Christmas celebrations were marred for a San Fernando family yesterday, when a raging fire destroyed a $2 million house at Gransaul Street, leaving nine people homeless. The fire started around noon while Nadine Shah was asleep in her bedroom. While firefighters battled the blaze, a bare-footed Shah was hurriedly making a head count of her family. Standing in the rain, Shah said, "I will spend Christmas crying this year. I don't even know what we will do now."
Shah said she was sound asleep in her bedroom when neighbours began shouting, "Fire! Fire!" "When I looked out, my mother's bedroom was already blazing." She explained that the cause of the fire was unknown. "We did not put up any lights for Christmas. We had nothing on the stove, no heater and we do not know how this happened." A neighbour who was seen crying at the roadside said flames were coming from the roof.

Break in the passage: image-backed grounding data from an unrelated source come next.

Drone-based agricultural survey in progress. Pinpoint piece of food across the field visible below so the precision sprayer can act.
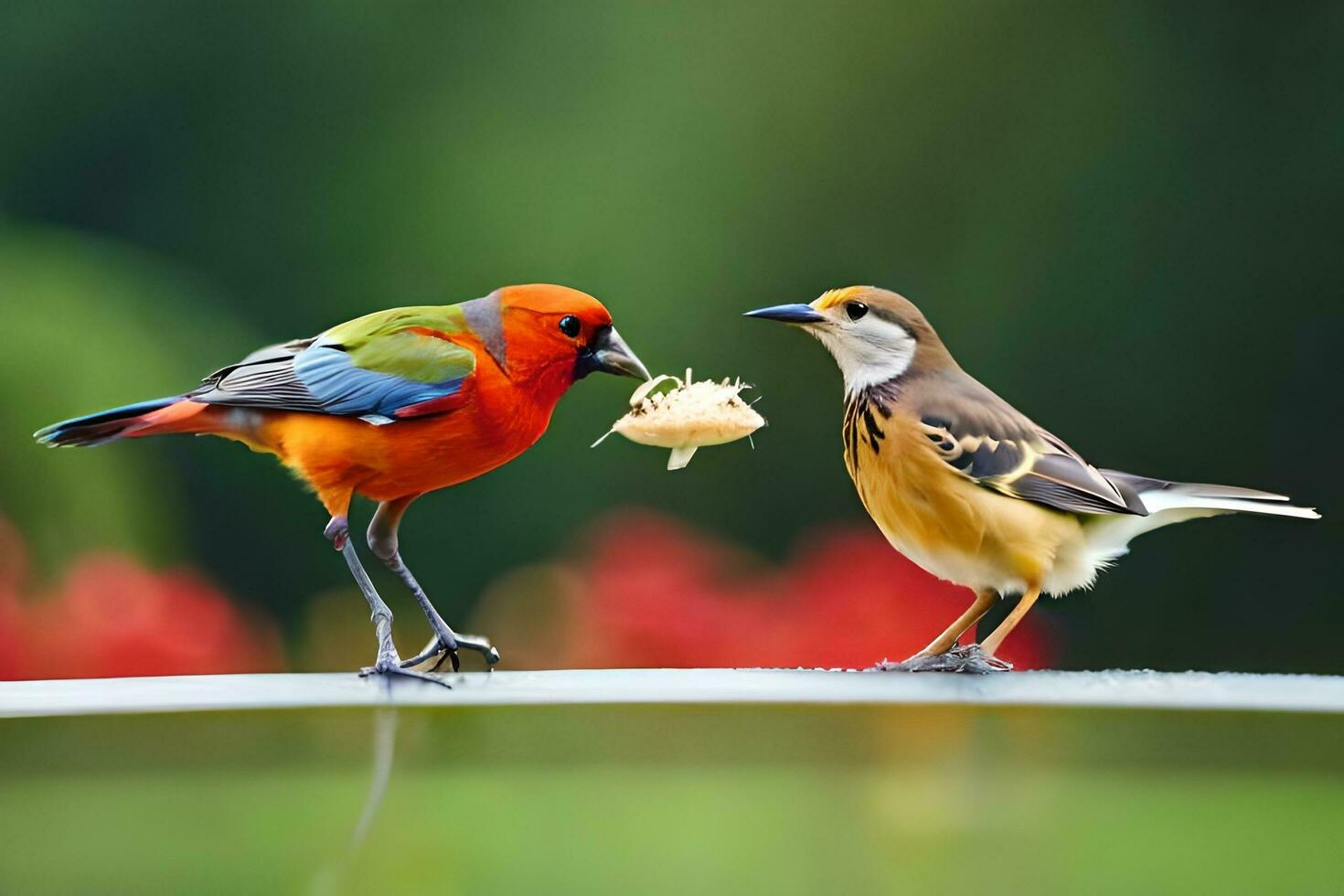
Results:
[592,368,764,470]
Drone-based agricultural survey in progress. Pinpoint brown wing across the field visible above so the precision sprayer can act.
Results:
[901,371,1147,516]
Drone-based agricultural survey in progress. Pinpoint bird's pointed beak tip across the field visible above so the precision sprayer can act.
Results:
[741,303,826,324]
[584,326,653,380]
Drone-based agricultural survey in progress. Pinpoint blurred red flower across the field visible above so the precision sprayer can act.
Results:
[481,512,1055,669]
[0,527,283,678]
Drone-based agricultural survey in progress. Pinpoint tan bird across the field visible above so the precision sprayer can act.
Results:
[747,286,1320,672]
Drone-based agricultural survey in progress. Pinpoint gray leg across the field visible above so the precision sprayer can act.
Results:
[368,498,500,672]
[866,644,1012,675]
[324,516,450,688]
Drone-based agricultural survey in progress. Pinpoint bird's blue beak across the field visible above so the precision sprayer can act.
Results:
[743,304,827,324]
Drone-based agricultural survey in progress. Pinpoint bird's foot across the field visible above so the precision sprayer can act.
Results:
[358,650,453,690]
[869,644,1012,676]
[402,632,500,672]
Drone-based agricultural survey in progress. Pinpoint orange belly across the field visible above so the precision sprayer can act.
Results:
[849,412,1081,591]
[197,407,549,513]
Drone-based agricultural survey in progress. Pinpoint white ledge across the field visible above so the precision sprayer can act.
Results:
[0,669,1344,718]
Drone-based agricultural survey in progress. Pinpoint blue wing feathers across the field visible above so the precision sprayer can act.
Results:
[294,346,466,416]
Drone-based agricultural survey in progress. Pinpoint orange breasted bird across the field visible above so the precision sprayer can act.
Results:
[35,283,649,677]
[747,286,1320,672]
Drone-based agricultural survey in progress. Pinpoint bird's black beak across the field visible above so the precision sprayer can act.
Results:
[743,304,827,324]
[574,326,652,380]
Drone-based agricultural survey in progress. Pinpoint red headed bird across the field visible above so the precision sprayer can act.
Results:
[35,283,649,677]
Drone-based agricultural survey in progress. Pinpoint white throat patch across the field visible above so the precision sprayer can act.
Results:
[806,315,915,393]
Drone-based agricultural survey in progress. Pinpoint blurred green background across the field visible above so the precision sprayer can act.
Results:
[0,705,1344,896]
[0,0,1344,672]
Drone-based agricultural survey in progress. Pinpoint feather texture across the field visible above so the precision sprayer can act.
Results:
[188,305,475,419]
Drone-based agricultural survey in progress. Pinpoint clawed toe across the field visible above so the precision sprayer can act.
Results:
[402,634,500,672]
[358,659,453,690]
[869,644,1012,676]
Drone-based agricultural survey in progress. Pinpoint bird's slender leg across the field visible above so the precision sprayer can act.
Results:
[368,496,500,672]
[323,513,452,688]
[980,586,1040,656]
[910,589,998,659]
[872,589,1012,675]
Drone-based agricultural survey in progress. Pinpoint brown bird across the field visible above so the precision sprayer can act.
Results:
[747,286,1320,672]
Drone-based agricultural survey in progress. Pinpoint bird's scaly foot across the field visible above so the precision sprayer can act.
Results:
[358,655,453,690]
[869,644,1012,676]
[402,632,500,672]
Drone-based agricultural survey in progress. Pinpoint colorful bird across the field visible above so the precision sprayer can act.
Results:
[747,286,1320,672]
[35,283,649,677]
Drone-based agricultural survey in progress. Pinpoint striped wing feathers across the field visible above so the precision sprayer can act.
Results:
[901,369,1147,516]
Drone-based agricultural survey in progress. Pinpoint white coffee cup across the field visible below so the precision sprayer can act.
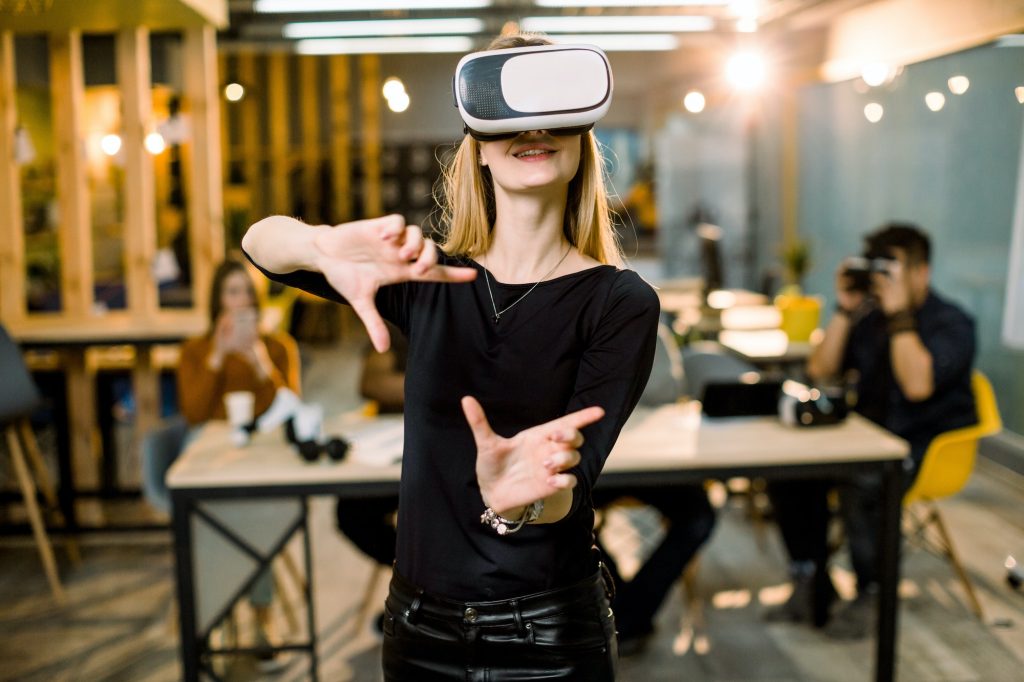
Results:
[224,391,256,428]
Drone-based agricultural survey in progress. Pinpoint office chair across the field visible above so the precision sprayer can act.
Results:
[0,326,78,604]
[903,370,1002,622]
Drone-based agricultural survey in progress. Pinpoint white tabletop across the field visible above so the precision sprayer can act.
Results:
[167,402,907,488]
[167,413,404,488]
[604,401,908,472]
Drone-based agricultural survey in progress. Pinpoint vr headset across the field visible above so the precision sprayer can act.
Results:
[452,45,612,141]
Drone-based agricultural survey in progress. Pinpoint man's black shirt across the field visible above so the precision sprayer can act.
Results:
[843,290,978,464]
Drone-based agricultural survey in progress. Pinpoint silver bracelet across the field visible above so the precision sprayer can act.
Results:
[480,500,544,536]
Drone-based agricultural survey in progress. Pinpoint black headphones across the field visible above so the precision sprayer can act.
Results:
[285,419,350,462]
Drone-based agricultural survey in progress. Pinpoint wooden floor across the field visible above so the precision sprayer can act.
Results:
[0,337,1024,682]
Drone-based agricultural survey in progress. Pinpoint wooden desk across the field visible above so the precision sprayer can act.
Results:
[167,403,908,681]
[718,330,814,370]
[167,413,402,681]
[9,314,207,529]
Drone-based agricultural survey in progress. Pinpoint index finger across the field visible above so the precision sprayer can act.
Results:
[548,406,604,429]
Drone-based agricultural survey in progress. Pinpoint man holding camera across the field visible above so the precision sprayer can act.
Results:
[765,222,977,639]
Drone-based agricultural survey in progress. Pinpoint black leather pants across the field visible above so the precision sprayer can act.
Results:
[383,571,617,682]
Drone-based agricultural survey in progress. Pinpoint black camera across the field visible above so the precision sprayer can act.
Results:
[843,251,896,294]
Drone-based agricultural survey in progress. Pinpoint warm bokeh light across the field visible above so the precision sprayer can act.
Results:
[224,83,246,101]
[387,90,410,114]
[725,52,766,90]
[729,0,761,16]
[99,133,121,157]
[736,16,758,33]
[860,61,892,88]
[683,90,707,114]
[925,92,946,112]
[142,132,167,156]
[946,76,971,94]
[381,76,406,99]
[864,101,886,123]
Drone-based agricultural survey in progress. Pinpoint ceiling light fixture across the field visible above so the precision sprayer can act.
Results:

"I don't know how much more this family can take. They already experienced so much tragedy in the last few years," the neighbour wept. Firefighters from the Mon Repos Fire Headquarters and the San Fernando fire sub-station arrived within minutes and prevented the fires from spreading to the nearby houses. Students from the College of Science Technology and Applied Arts of T&T, also ran out of their classrooms to assist.
Shah's daughter Sinead, 22, wept while a female police officer tried to comfort her. Pensioner Molly, 74, who owned the house, arrived a short while later. She said she was attending a Christmas luncheon when she got the news that her home was on fire. "We are just happy that everybody got out of the house," Molly said, holding the hands of her ten-year-old grandson Adam. Molly explained that all of their valuables including clothing, furniture, cash and a lap top which they had not yet paid for, were destroyed.

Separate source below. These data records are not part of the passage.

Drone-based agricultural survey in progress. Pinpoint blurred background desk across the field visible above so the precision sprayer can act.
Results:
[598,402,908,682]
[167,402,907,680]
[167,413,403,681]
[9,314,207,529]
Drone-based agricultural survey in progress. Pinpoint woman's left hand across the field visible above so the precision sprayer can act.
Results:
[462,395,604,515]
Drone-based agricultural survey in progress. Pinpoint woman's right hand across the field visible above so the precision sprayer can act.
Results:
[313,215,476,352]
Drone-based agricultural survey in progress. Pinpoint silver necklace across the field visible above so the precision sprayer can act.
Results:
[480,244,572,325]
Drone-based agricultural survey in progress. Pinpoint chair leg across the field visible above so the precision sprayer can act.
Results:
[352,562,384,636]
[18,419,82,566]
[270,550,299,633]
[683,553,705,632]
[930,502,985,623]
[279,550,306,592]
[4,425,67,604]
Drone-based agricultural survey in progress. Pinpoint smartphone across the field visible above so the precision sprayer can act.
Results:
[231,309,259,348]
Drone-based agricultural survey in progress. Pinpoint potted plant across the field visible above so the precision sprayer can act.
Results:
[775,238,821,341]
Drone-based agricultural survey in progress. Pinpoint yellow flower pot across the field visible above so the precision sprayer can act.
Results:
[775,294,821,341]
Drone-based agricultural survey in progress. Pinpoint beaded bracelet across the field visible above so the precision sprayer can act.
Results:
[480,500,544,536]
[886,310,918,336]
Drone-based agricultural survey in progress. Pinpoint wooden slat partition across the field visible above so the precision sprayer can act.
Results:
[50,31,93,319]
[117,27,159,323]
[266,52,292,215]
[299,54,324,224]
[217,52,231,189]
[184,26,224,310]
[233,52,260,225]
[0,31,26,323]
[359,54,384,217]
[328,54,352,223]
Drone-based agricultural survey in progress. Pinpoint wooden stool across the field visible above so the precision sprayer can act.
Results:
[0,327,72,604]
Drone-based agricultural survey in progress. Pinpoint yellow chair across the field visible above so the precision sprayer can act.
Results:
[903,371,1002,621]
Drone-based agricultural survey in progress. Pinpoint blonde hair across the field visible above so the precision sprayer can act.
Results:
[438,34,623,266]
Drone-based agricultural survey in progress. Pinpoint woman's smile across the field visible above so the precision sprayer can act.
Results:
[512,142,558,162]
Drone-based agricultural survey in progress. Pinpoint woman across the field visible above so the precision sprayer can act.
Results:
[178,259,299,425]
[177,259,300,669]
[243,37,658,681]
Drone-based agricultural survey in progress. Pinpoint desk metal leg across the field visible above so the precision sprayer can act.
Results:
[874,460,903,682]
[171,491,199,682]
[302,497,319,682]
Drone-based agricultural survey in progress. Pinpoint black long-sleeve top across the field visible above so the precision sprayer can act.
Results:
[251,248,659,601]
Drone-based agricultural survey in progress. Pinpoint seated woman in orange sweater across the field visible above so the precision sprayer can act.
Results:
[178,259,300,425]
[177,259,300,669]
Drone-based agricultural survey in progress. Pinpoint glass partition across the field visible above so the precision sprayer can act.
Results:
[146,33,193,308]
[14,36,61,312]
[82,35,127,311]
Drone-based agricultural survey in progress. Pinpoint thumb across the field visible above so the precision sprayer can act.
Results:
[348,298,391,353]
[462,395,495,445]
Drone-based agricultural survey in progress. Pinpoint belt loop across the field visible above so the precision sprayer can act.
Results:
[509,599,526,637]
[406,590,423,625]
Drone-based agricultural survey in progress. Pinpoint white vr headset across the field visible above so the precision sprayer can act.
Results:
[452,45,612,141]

Fire destroys Gransaul St home
Over the past three years, the Shah family experienced other tragedies. On January 28, 2011, Shah's 12-year-old grandson Andre was found hanging from a metal shower curtain rod inside the family's bathroom. Andre was a Standard Four pupil of the San Fernando Boys' Roman Catholic School. His death was ruled as accidental.
On September 4, 2010, Molly's son Gary Shah, 35, and his friend Anderson Edmund, 22, of Lodge Road, Claxton Bay were found dead in a gold coloured Mazda 323 vehicle at Penal. Their bodies bore several gunshot wounds. Shah, who was in the driver's seat, was shot in his face and chest. Police believe some men followed Shah and murdered him, following a dispute at a popular bar. Anyone wanting to help the Shah family can call 725-9974.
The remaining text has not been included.